Mönchgrün - St. MATERNUS

(aus dem Buch "Kirchen im Oberland" von Peter  Weiss, Berlin  1988)

Maternus war im 4. Jahrhundert Bischof von Köln. Er genoß zeitweise hohes Ansehen als Bewahrer rechter Lehre. Sein Tag ist der 14. September.

Eine Überlieferung aus der Ortsgeschichte berichtet, jahrhundertelang hätten sich die Einwohner gegen die Einrichtung einer Gastwirtschaft gewehrt.. . Wer mag da wohl die Hauptrolle gespielt haben, die Männer? Oder die Frauen?
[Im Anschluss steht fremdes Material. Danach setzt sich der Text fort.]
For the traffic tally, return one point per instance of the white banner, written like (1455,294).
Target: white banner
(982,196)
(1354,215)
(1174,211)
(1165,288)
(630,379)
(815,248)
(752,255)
Ursprünglich hieß unser Ort nur „Grün“, wie auch viele andere Orte mit dieser Endsilbe. Ebenso wie diese erhielt er später erst eine „Ken­nung“ durch das vorgesetzte „Mönch-“, was sicher damit zusammenhängt, daß das Dorf seit 1366 dem Deutschen Haus in Schleiz gehörte und von ihm geistlich versorgt wurde.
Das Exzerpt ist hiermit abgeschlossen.